Комсомолки фыркнули. Молодой человек покраснел, рванулся в своей упряжи, но сейчас же вспомнил, что ему, архангелу с Благовещенской площади, не подобает связываться с каким-то пьяным мастеровым. Он затаил дыхание и нагнул оглобли своих очков над газетой.

Мастеровой, не отрываясь, глядел в его очки. Вселенная, покачиваясь, плыла перед ним. Земля в нем совершила полный оборот в течение секунды, солнце заходило — и вот оно уже зашло, белые зубы потемнели. На лице была ночь.

— А и бить же мы вас, сукиных детей, будем… эх! — вдруг сказал он, вставая. — Ты кто, а? Ты член капитала, вот ты кто, да! Будто газету читаешь, будто я тебе не шущест-вую! А вот как возьму, трахну тебе по очкам, так узнаешь, которые шуществуют!

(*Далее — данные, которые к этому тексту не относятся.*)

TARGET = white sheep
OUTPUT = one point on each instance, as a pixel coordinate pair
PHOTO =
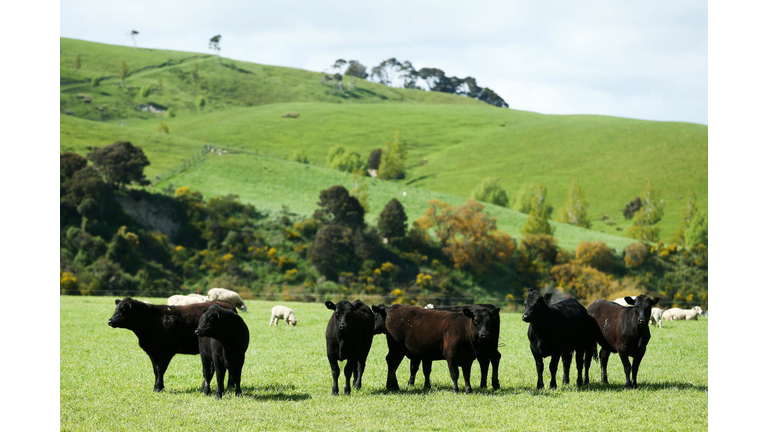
(675, 314)
(656, 316)
(282, 312)
(227, 295)
(181, 300)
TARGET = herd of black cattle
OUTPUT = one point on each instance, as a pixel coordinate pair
(457, 334)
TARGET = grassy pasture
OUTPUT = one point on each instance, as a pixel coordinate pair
(106, 383)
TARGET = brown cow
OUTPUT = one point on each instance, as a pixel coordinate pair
(436, 335)
(626, 330)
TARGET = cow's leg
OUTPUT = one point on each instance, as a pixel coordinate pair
(414, 369)
(160, 364)
(604, 354)
(466, 370)
(635, 368)
(627, 370)
(221, 370)
(394, 358)
(484, 362)
(427, 368)
(495, 359)
(335, 372)
(539, 371)
(349, 368)
(579, 366)
(207, 375)
(453, 368)
(567, 358)
(553, 371)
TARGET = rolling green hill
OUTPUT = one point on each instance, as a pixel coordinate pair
(453, 142)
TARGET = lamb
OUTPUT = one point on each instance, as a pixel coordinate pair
(675, 314)
(227, 295)
(282, 312)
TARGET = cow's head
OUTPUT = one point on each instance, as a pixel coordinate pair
(209, 322)
(481, 321)
(127, 314)
(379, 318)
(344, 312)
(535, 305)
(643, 305)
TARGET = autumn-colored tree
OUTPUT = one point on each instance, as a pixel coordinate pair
(596, 255)
(538, 217)
(651, 212)
(575, 210)
(490, 191)
(468, 235)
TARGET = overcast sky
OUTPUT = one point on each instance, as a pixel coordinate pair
(639, 59)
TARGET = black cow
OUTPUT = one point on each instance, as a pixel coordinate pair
(626, 330)
(163, 331)
(487, 351)
(223, 339)
(558, 330)
(429, 335)
(348, 336)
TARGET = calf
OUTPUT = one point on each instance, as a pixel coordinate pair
(429, 335)
(626, 330)
(282, 312)
(348, 336)
(487, 350)
(163, 331)
(223, 339)
(557, 330)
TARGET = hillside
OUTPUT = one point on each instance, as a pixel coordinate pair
(453, 142)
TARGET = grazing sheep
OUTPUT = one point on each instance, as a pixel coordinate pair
(675, 314)
(282, 312)
(656, 316)
(227, 295)
(180, 300)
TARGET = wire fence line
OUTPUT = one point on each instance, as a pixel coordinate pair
(305, 297)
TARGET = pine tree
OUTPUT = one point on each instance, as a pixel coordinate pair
(575, 210)
(650, 213)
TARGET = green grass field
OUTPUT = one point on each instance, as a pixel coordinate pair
(106, 383)
(463, 140)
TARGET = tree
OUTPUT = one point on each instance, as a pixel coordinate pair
(214, 45)
(133, 34)
(338, 207)
(689, 212)
(650, 213)
(393, 159)
(489, 190)
(575, 210)
(698, 231)
(120, 163)
(356, 69)
(538, 217)
(393, 220)
(468, 235)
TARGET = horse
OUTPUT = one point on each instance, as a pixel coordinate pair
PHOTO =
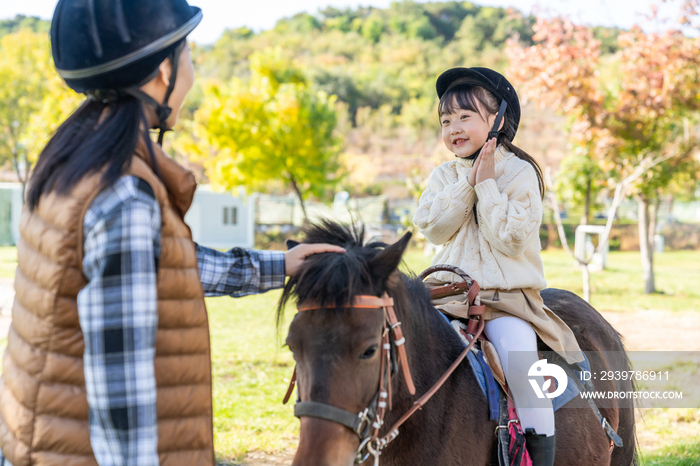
(337, 349)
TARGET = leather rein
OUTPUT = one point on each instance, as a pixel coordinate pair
(367, 423)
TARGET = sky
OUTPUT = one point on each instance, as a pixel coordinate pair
(263, 14)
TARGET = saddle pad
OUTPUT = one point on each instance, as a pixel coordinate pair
(487, 382)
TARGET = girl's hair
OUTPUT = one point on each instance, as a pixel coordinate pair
(96, 135)
(477, 99)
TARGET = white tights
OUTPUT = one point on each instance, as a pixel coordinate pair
(514, 334)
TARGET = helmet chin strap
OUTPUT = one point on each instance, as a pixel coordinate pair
(494, 131)
(163, 111)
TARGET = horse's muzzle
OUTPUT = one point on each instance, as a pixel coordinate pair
(325, 443)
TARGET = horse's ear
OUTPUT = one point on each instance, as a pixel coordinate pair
(388, 260)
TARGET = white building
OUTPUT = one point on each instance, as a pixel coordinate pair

Газета на коленях у прекрасного молодого человека трепетала. Он понял, что его василеостровское счастье погибло: в синяках, окровавленному — нельзя же ему будет предстать перед своей Марией. Двадцать пар глаз, ни на секунду не отрываясь, следили за развитием приближающейся к развязке драмы.

Мастеровой подошел к молодому человеку, вынул руку из кармана…

Здесь, по законам драматургии, нужна была пауза — чтобы нервы у зрителей натянулись, как струна. Эту паузу заполнил кондуктор: он торопился к месту действия, чтобы выполнить свой долг христианина и главы пассажиров. Он схватил мастерового за рукав:

— Гражданин, гражданин! Полегче! Тут не полагается!

— Ты… ты лучше не лезь! Не лезь, говорю! — угрожающе буркнул мастеровой.

Кондуктор поспешно отступил к дверям и замер. Трамвай остановился.

— Большой проспект… ныне проспект Пролетарской Победы! — пробормотал кондуктор, робко открывая дверь.

— Большой Проспект? Мне тут слезать надо. Ну, не-ет, я еще не слезу! Я останусь!

Мастеровой нагнулся к американским очкам. Было ясно, что он не уйдет, пока драма не разрешится какой-нибудь катастрофой.

Слышно было взволнованное, частое дыхание комсомолок. Дама, обняв корзину с щенком, прижалась в угол. «Известия» трепетали на гриперлевых брюках.

— Ну-ка! Ты! Подними-ка личико! — сказал мастеровой. Прекрасный молодой человек растерянно, покорно поднял запряженное в очки лицо, глаза его под стеклами замигали. Трамвай все еще стоял. У окаменевшего кондуктора не было силы протянуть руку к звонку. Мастеровой шаркнул огромными валенками и поднял руку над «членом капитала».